Nicki Minaj is not holding her tongue in her cover story interview for Marie Claire‘s November 2016 issue. While the Trinidadian rapper has never exactly been shy in front of a mic or interviewer, it’s become a rare occurrence that a celebrity will speak with honesty on matters of race when talking to mainstream media (or counting sponsorship money). But Nicki gets points for doing just that in her conversation with Janet Mock, touching on everything from women’s empowerment, media double standards, and police brutality from the perspective of a black woman.
Here are the highlights:
On young women’s life goals
“Nowadays, I feel like [young women] see marrying into money—I think that’s a big thing now. I don’t want that to be a woman’s goal in life. I want your goal in life to be to become an entrepreneur, a rich woman, a career-driven woman. You have to be able to know that you need no man on this planet at all, period, and he should feel that, because when a man feels that you need him, he acts differently.”

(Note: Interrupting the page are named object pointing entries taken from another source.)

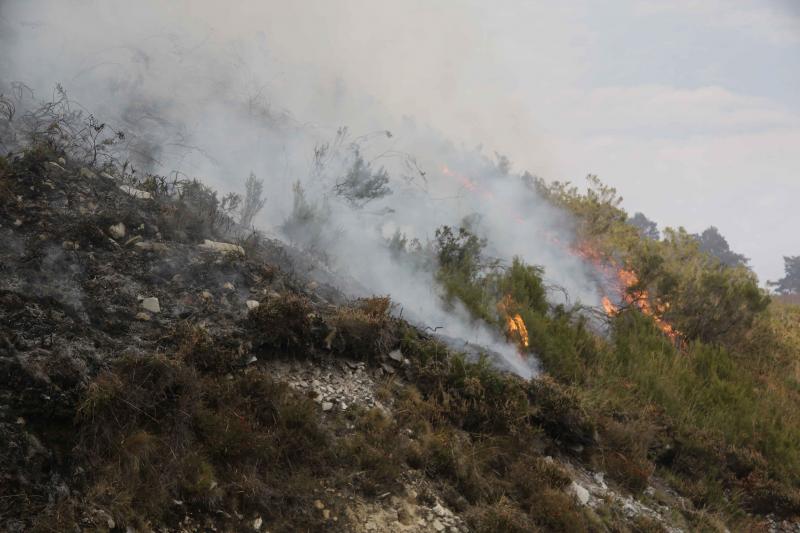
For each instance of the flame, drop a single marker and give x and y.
(515, 326)
(625, 281)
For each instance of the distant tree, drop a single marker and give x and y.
(790, 283)
(647, 228)
(253, 200)
(362, 184)
(713, 243)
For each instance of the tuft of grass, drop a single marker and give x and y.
(283, 325)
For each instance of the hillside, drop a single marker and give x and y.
(166, 369)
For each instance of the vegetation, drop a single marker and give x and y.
(722, 401)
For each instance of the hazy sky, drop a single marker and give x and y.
(691, 109)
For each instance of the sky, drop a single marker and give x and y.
(690, 109)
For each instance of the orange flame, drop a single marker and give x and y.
(625, 282)
(515, 326)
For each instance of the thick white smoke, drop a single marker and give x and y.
(218, 94)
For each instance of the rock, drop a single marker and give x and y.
(151, 304)
(147, 246)
(221, 247)
(136, 193)
(54, 166)
(117, 231)
(581, 494)
(86, 173)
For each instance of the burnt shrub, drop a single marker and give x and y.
(363, 330)
(284, 324)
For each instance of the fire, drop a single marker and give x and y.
(515, 326)
(625, 282)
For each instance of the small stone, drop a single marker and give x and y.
(151, 304)
(86, 173)
(117, 230)
(581, 494)
(150, 246)
(221, 247)
(136, 193)
(55, 166)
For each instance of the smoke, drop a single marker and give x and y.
(257, 87)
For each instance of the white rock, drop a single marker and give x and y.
(222, 247)
(151, 304)
(117, 230)
(148, 246)
(55, 166)
(86, 173)
(581, 494)
(136, 193)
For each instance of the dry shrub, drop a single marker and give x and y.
(624, 447)
(374, 452)
(200, 350)
(500, 517)
(153, 430)
(283, 325)
(364, 330)
(559, 411)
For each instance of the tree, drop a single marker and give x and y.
(362, 184)
(790, 283)
(253, 200)
(713, 243)
(647, 228)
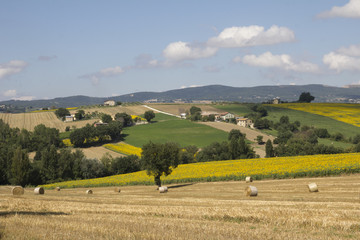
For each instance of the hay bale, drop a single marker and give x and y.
(313, 187)
(163, 189)
(248, 179)
(251, 191)
(17, 190)
(39, 190)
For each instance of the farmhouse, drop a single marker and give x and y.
(276, 100)
(244, 122)
(226, 116)
(69, 118)
(97, 124)
(109, 103)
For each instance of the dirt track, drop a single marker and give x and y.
(251, 134)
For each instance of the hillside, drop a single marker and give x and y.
(210, 93)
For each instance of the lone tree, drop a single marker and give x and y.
(269, 149)
(306, 97)
(62, 112)
(148, 115)
(106, 118)
(160, 159)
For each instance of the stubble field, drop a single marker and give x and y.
(284, 209)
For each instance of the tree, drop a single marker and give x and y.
(259, 139)
(305, 97)
(106, 118)
(148, 115)
(80, 114)
(124, 118)
(235, 133)
(194, 110)
(20, 167)
(49, 163)
(160, 159)
(123, 165)
(62, 112)
(269, 149)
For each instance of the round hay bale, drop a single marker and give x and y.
(251, 191)
(17, 190)
(248, 179)
(313, 187)
(163, 189)
(39, 190)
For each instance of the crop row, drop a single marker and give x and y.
(348, 113)
(124, 149)
(282, 167)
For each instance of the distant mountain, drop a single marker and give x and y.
(210, 93)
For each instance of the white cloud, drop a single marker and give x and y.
(212, 68)
(25, 98)
(146, 61)
(283, 61)
(47, 58)
(179, 51)
(12, 67)
(191, 86)
(343, 59)
(353, 50)
(341, 62)
(237, 59)
(108, 72)
(251, 36)
(10, 93)
(103, 73)
(349, 10)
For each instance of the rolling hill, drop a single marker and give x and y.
(211, 93)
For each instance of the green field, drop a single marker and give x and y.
(309, 119)
(166, 128)
(238, 109)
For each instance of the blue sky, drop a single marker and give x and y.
(107, 48)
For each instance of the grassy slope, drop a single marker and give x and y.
(333, 126)
(238, 109)
(166, 128)
(305, 118)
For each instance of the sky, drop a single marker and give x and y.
(108, 48)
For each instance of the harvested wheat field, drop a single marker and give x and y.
(283, 209)
(29, 121)
(131, 110)
(99, 152)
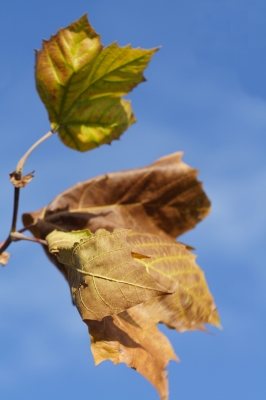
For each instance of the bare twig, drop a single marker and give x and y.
(18, 174)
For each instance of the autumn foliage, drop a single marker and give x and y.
(113, 237)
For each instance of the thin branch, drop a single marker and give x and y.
(18, 173)
(23, 160)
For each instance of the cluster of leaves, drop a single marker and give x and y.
(113, 237)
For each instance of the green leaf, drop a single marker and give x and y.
(81, 85)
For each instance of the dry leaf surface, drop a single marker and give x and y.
(139, 345)
(164, 198)
(103, 276)
(22, 182)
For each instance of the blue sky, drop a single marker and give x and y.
(206, 96)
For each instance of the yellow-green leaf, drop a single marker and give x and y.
(103, 276)
(81, 85)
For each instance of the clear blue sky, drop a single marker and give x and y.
(206, 96)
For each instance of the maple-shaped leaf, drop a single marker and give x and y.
(164, 198)
(132, 337)
(103, 276)
(81, 84)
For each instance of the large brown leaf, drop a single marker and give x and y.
(103, 276)
(164, 198)
(171, 264)
(130, 338)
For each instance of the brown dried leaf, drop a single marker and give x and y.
(130, 338)
(22, 182)
(191, 305)
(164, 198)
(102, 274)
(4, 258)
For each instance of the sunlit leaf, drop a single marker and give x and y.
(103, 276)
(164, 198)
(81, 85)
(137, 343)
(170, 263)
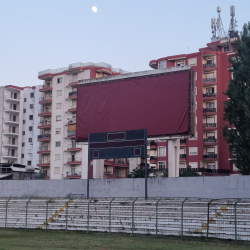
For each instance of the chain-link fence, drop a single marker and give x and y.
(181, 217)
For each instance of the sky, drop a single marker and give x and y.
(47, 34)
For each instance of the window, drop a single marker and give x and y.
(180, 64)
(59, 80)
(161, 164)
(58, 131)
(57, 157)
(162, 65)
(59, 105)
(59, 92)
(58, 118)
(162, 151)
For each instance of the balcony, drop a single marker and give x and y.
(209, 66)
(45, 88)
(73, 147)
(153, 145)
(72, 108)
(73, 95)
(72, 121)
(12, 109)
(44, 137)
(210, 155)
(12, 98)
(209, 110)
(43, 163)
(74, 161)
(153, 159)
(44, 150)
(44, 112)
(10, 155)
(209, 125)
(209, 80)
(10, 144)
(73, 82)
(210, 140)
(73, 175)
(71, 134)
(47, 99)
(11, 120)
(44, 124)
(11, 132)
(209, 95)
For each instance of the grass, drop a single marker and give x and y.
(55, 240)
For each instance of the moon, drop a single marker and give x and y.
(94, 9)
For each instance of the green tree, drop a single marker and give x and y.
(237, 107)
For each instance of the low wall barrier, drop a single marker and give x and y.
(182, 217)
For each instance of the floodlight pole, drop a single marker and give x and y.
(146, 166)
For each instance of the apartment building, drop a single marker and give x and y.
(208, 149)
(59, 155)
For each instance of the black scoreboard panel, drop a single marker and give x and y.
(122, 144)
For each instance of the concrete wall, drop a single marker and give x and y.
(200, 187)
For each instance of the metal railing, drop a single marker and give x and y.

On the double standard for women of color in the media
“When Kim Kardashian’s naked picture came out, [Sharon Osbourne] praised it, and my fans attacked her for being such a hypocrite. So it wasn’t trashy and raunchy when a white woman did it, but it was when a black woman did it? It’s quite pathetic and sad, but that is my reality, and I’ve gotten accustomed to just shutting it down.”
On police brutality and violence in our community
“We tend to not remember the black women who are mourning these men and who are thinking, Oh, my God, what am I going to tell my child now about where his father is, and the struggle it is for black women to then move on after they lose their husband or their boyfriend … The strong women in these inner cities often go unnoticed … no one really ever puts a hand out to them.”
On competing in a male-dominated industry
“I don’t need to read a book about [business]. I can look at someone’s career and just pinpoint the dos and the don’ts, and the one person I’ve done that with for my entire career was Jay Z. He did such a great job being an authentic street guy and a businessman, and I was like, Why aren’t there women doing that, taking the success from rap and channeling it into their empire? I felt like anything he could do, I could do.”
There’s also interesting imagery that accompanies Nicki’s interview, which can either be looked at as the rapper dominating white male privilege/making white men her slaves, or an odd display of sexism or sexual dominance that would’ve been better executed with black male models, as some of the rapper’s fans argued on her Instagram page. In Nicki’s defense, she does pose with one black male model, but as for the other criticisms, we’ll let you be the judge.
What do you make of Nicki’s interview and this imagery?